There’s no faster way to erode trust than sending out contradictory and conflicting messages and in an evermore complex and fragmented healthcare and life sciences landscape the risks of this are great. Technology and information assets can enable companies to drive trust by ensuring that they generate consistent messages. The other important aspect to building trust relates to context. Attaining digital precision in your messages is not going to be enough, if your technology is tone deaf and unable to sense the context to which it is being applied.

To give you an example, the other day I was buying a drone online and literally seconds after the processing of my purchase received an email from that very same drone company offering me a 10 percent discount for that very item that I had just bought. Their system had recognized that I lingered too much on the shopping cart icon and automatically assumed my indecision would likely be a price issue so had fired off an email offering a discount so as to precipitate a sale. What was missing was an awareness of the contextual narrative and the reality that I had just made a purchase. When I contacted their (outsourced) call center to ask for the reduction the personnel had no knowledge of any such promotion. The messages being sent out were contradictory and confusing and any confidence and trust that I, as a client, had initially felt had ebbed away. Ironing out these sorts of inconsistencies is exactly how OCE can reform the pharma space and reshape the broken trust with the customers.
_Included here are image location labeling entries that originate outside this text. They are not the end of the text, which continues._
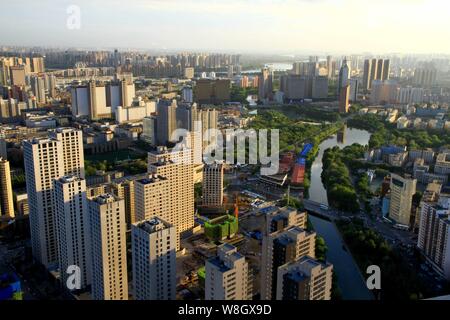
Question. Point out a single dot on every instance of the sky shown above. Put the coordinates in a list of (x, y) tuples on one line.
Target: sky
[(246, 26)]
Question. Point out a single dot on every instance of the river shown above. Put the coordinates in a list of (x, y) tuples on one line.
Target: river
[(350, 280)]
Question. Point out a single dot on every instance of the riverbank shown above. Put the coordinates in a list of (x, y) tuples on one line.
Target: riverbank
[(351, 283)]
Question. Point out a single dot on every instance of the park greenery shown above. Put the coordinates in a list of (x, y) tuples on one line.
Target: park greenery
[(239, 94), (384, 133), (336, 177), (294, 133), (398, 280), (306, 112)]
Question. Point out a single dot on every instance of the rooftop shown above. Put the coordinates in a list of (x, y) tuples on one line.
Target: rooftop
[(153, 225), (151, 179), (69, 179), (105, 198)]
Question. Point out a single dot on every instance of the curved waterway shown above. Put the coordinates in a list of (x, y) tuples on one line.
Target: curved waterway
[(350, 280)]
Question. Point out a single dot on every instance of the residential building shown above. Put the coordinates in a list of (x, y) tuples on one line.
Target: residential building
[(227, 276), (153, 243), (6, 194), (108, 247), (304, 279), (434, 236), (72, 226), (402, 191), (212, 187)]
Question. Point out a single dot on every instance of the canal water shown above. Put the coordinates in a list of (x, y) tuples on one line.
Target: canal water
[(350, 280)]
Where do you envisage the next emergent trends?

Pharmaceutical companies are currently transforming themselves by transitioning from a vertical organizational design to a horizontal organizational format, enabling shared services, optimizing and automating for cost efficiencies, and leveraging new information supply chains pivotal to digital health. IMS Health for its part has built up the capabilities to assist with all of that. Meanwhile my division will be focusing on the application of technology both above and below the line. By ‘above the line’ I am referring to bolstering our abilities across ‘pill-plus’ style services and moving towards new information ecosystems enabling digital health leveraging wearables and the Internet of Things. Below the line, it will be about is taking cost out, driving efficiencies, and installing agility and flexibility.